Petroleum-Gas University of Ploiești, Romania
- Former names: Petroleum and Gas Institute, University of Ploiești
- Type: Public
- Established: 1948
- Rector: Conf. dr. ing. Alin Diniță
- Academic staff: 318
- Students: 8,600 (2012–2013)
- Location: Ploiești, Romania
- Campus: Urban;
- Colors: Blue/Yellow
- Website: www.upg-ploiesti.ro

= Petroleum-Gas University of Ploiești =

University in Romania

Petroleum-Gas University of Ploiești (Universitatea Petrol-Gaze, UPG) is a public university in Ploiești, Romania.
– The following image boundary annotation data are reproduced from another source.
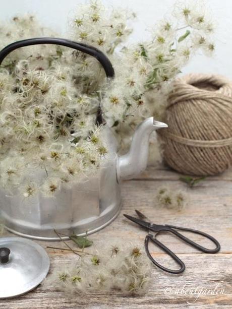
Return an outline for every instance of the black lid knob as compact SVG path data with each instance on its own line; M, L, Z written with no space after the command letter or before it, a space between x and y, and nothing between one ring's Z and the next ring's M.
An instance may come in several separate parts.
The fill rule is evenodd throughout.
M0 248L0 263L4 264L9 260L11 250L9 248Z

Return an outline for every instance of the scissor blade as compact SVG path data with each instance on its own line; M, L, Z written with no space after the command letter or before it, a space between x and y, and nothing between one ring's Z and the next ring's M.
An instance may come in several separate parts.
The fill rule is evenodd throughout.
M126 218L127 218L127 219L132 221L133 222L135 222L135 223L137 223L137 224L139 224L139 225L145 227L146 228L149 228L150 222L146 222L143 220L140 220L140 219L138 219L137 218L135 218L134 217L132 217L129 215L126 215L125 214L124 214L123 215L124 217L126 217Z
M146 221L149 221L149 219L148 219L148 218L147 217L146 217L146 216L145 215L142 214L141 212L140 212L140 211L139 211L137 209L135 209L135 211L137 213L137 214L138 215L138 216L139 217L139 218L140 219L141 219L141 220L143 220Z

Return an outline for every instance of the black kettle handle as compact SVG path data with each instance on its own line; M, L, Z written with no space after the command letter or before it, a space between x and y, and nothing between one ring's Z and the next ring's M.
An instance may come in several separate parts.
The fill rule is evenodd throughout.
M113 78L114 76L114 71L111 63L108 57L100 50L95 47L89 46L82 43L78 43L67 39L53 37L40 37L27 39L21 41L14 42L3 48L0 51L0 65L5 58L10 52L24 46L40 44L53 44L60 45L67 47L71 47L77 50L87 53L96 58L102 66L105 74L108 78ZM96 122L98 125L103 122L102 111L99 105L97 111Z

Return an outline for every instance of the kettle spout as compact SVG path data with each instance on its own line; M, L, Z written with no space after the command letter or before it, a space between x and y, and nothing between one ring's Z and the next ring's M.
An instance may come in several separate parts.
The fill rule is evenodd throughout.
M151 132L167 127L166 123L157 121L153 117L146 119L138 126L129 152L118 159L118 180L131 179L145 170L148 159L149 140Z

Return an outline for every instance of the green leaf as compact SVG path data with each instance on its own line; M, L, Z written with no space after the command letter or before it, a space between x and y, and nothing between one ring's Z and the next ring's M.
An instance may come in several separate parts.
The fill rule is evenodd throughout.
M72 144L77 144L77 143L78 143L81 137L77 136L76 137L74 138L73 140L71 141L71 142L72 143Z
M88 239L86 237L77 236L75 234L72 234L69 236L69 238L71 240L73 240L79 248L89 247L93 243L92 240Z
M191 176L185 176L184 177L180 177L179 180L181 180L181 181L187 183L190 188L193 188L193 187L196 186L197 183L199 183L199 182L204 180L205 178L205 177L193 178Z
M183 35L179 37L179 38L178 39L178 42L180 43L180 42L182 42L182 41L184 41L184 40L186 39L187 37L187 36L189 35L190 34L190 31L189 30L186 30L186 32L185 33L185 34L183 34Z
M147 58L147 51L145 49L144 46L142 44L140 44L140 45L141 48L141 55L142 57L144 57L144 58Z

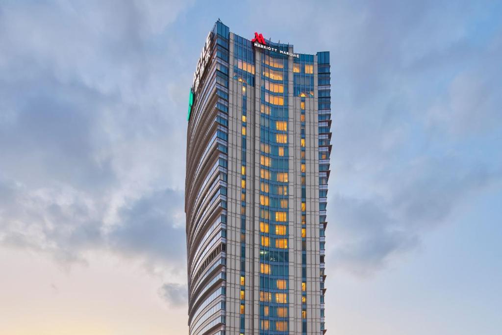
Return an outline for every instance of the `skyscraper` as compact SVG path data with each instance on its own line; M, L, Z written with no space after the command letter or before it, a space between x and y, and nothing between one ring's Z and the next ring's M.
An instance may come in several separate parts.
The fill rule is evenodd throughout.
M190 89L190 334L322 334L329 53L249 36L217 22Z

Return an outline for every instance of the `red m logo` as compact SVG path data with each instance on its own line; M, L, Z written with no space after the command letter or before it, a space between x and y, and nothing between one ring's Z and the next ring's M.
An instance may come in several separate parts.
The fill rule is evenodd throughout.
M267 42L265 42L265 39L263 38L263 35L261 34L258 34L256 32L255 32L255 38L251 40L251 42L258 42L259 43L267 45Z

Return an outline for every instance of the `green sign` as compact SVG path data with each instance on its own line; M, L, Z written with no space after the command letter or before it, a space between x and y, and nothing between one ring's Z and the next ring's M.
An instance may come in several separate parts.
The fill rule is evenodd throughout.
M188 116L187 117L187 121L190 120L190 115L192 113L192 106L193 105L193 90L192 87L190 89L190 96L188 98Z

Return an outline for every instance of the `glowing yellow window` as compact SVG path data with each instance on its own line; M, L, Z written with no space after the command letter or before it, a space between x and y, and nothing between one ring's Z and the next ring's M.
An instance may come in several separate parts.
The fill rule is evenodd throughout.
M268 144L261 143L260 145L260 149L262 150L262 151L263 151L266 154L270 153L270 146Z
M288 172L278 172L277 173L277 181L288 182Z
M276 142L278 143L287 143L288 135L285 134L276 134Z
M260 301L265 301L266 302L272 301L272 294L270 292L263 292L261 291L260 292Z
M280 249L288 249L288 239L277 239L276 240L276 248L278 248Z
M270 245L270 239L266 236L262 236L262 245L264 247L268 247Z
M277 307L277 316L279 317L287 317L288 308L284 307Z
M276 121L276 129L287 131L288 130L288 123L286 121Z
M270 179L270 171L264 169L260 169L260 176L264 179Z
M278 303L287 303L287 293L276 293L276 302Z
M260 156L260 163L265 166L270 166L270 158L263 155Z
M285 321L276 321L276 329L280 331L285 331L288 330L288 322Z
M270 274L270 265L262 263L260 265L260 272L266 275Z
M276 212L276 221L286 222L287 216L286 212Z
M269 201L269 197L266 195L260 196L260 204L263 205L264 206L268 206Z
M262 104L260 107L260 111L264 114L267 114L267 115L270 115L270 106L266 106L264 104Z
M284 279L278 279L276 284L277 284L277 288L280 290L286 289L286 280Z
M284 225L276 225L276 235L286 235L286 226Z

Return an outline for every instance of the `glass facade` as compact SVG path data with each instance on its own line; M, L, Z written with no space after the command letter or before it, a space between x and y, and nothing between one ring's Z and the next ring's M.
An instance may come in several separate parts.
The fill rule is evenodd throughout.
M191 334L326 331L329 53L256 43L216 22L191 90Z

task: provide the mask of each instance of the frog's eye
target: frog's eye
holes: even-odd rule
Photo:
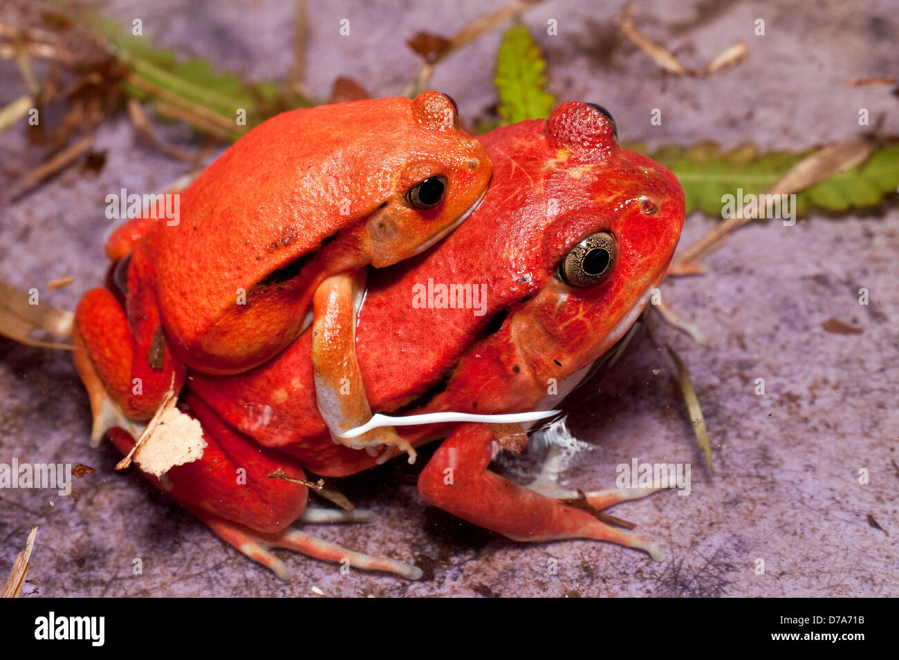
[[[410,188],[409,192],[405,194],[405,198],[415,208],[433,208],[440,204],[446,189],[447,180],[445,177],[429,177]]]
[[[615,136],[615,139],[617,140],[618,139],[618,126],[615,124],[615,119],[612,117],[612,113],[610,112],[609,110],[607,110],[605,108],[603,108],[599,103],[587,103],[587,105],[589,105],[591,108],[592,108],[594,110],[596,110],[597,112],[599,112],[601,115],[602,115],[603,117],[605,117],[606,119],[609,120],[609,123],[611,124],[611,127],[612,127],[612,135]]]
[[[594,286],[609,277],[617,260],[615,237],[598,232],[568,251],[558,266],[558,277],[569,286]]]

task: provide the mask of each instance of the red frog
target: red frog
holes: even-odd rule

Founded in 1948 under the name of Institute of Petroleum and Gas, in response to the increasing industrialization in Romania and the lack of high level education in the petroleum and gas fields, it gained fast the status of university, hence changing its name to the actual one in 1993 and extending with new faculties and departments in the field of economic sciences and humanities.

The UPG's academic structure includes 5 faculties: Faculty of Petroleum and Gas Engineering, Faculty of Mechanical and Electrical Engineering, Faculty of Petroleum Technology and Petrochemistry, Faculty of Economic Sciences and Faculty of Letters and Sciences.